Thursday, March 3, 2011

Poirot Investigates by Agatha Christie




17. Poirot Investigates - Hercule Poirot short stories
by Agatha Christie
mystery, 1924
Kindle book - 9
finished, 2/28/11






I'd like to note that if you are interested in the order of Agatha's books - publication, Poirot, or Miss Marple, you may go here for all three lists. I have copied and pasted them into folders and refer to them frequently. When I began my little Agatha escapade I read hither and thither, not paying much attention to where a book fit in, but now I am a bit more serious in my reading. I am making an attempt to read the Hercule Poirot books in order, which doesn't mean necessarily publication order. It is not in the least imperative that a reader do so. I simply want to. This is not a series in which there is a whole lot of change or growth in the main characters. The mystery, the case is the thing!

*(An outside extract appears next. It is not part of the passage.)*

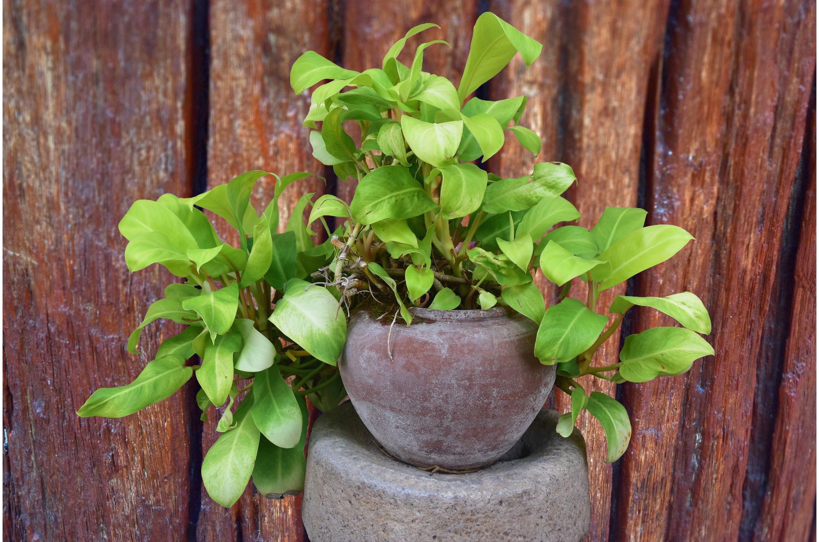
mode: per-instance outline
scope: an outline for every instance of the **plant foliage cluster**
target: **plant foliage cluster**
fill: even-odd
[[[313,156],[339,178],[358,182],[349,204],[304,194],[277,233],[278,196],[308,174],[274,176],[275,196],[260,215],[249,203],[251,191],[272,174],[257,171],[192,198],[165,195],[133,204],[120,224],[129,240],[129,269],[158,263],[184,282],[170,285],[151,305],[129,349],[156,319],[187,327],[161,345],[133,382],[97,391],[80,415],[132,413],[195,373],[203,410],[228,401],[219,422],[223,434],[202,465],[214,499],[231,505],[251,475],[266,495],[297,491],[304,476],[304,397],[322,410],[344,397],[335,364],[351,308],[374,304],[410,325],[414,306],[503,305],[537,324],[535,355],[557,365],[556,386],[571,396],[558,431],[568,436],[586,409],[605,430],[608,460],[624,453],[631,436],[625,409],[605,394],[586,394],[577,379],[643,382],[681,374],[713,353],[699,336],[710,332],[711,323],[690,292],[620,296],[609,307],[599,305],[600,296],[665,261],[693,237],[676,226],[645,226],[646,212],[635,208],[608,208],[590,229],[572,224],[580,214],[562,194],[577,179],[565,164],[533,160],[532,173],[518,178],[487,173],[480,164],[508,136],[533,157],[541,138],[519,124],[526,97],[470,96],[516,54],[529,65],[541,45],[484,13],[456,87],[423,70],[424,51],[446,42],[422,43],[409,64],[398,60],[409,38],[433,27],[410,29],[380,68],[353,71],[314,52],[292,66],[296,93],[314,87],[304,120]],[[240,246],[222,242],[200,208],[238,230]],[[327,241],[315,245],[317,224]],[[533,282],[537,273],[562,287],[559,302],[548,308]],[[576,299],[572,287],[580,282],[585,295]],[[630,335],[618,363],[595,365],[595,352],[635,305],[664,313],[681,327]],[[201,364],[186,365],[194,354]]]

Poirot Investigates comes after The Murder on the Links. There is a short story called Christmas Adventure in between but I don't have it yet. This book is a collection of eleven short stories, only one of which I had read before - The Case of the Missing Will.

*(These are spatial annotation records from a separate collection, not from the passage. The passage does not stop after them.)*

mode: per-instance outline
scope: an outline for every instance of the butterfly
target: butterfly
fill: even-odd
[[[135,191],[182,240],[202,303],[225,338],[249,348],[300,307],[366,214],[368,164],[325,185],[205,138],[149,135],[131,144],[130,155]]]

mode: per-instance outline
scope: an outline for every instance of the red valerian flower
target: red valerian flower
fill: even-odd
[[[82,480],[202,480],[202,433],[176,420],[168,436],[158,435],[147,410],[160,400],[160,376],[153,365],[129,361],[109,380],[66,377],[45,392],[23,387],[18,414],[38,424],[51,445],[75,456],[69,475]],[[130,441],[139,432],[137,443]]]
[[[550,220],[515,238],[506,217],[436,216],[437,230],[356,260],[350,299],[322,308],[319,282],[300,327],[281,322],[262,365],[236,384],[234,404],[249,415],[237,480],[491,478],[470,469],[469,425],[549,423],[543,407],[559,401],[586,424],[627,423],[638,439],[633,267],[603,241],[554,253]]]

These are full-fledged cases which are just shorter than the novels. I found them to be excellent and intriguing tales. In The Disappearance of Mr. Davenheim, Poirot tells Hastings that there are three classes of disappearance.
First, and most common, the voluntary disappearance. Second, the much abused "loss of memory" case - rare, but occasionally genuine. Third, murder, and a more or less successful disposal of the body.
In The Tragedy at Marsden Manor, Poirot uses a word association device to find the truth - 'to question your subconscious self.'

At the beginning of The Kidnapped Prime Minister, Hastings tells us:
Now that war and the problems of war are things of the past, I think I may safely venture to reveal to the world the part which my friend Poirot played in a moment of national crisis. The secret has been well guarded. Not a whisper of it reached the Press. But, now that the need for secrecy has gone by, I feel it is only just that England should know the debt it owes to my quaint little friend, whose marvellous brain so ably averted a great catastrophe.
My Agatha Christie, A Reader's Companion tells me that the original UK edition had eleven stories while the American collection had fourteen. The missing three were published in Poirot's Early Cases but not until 1974!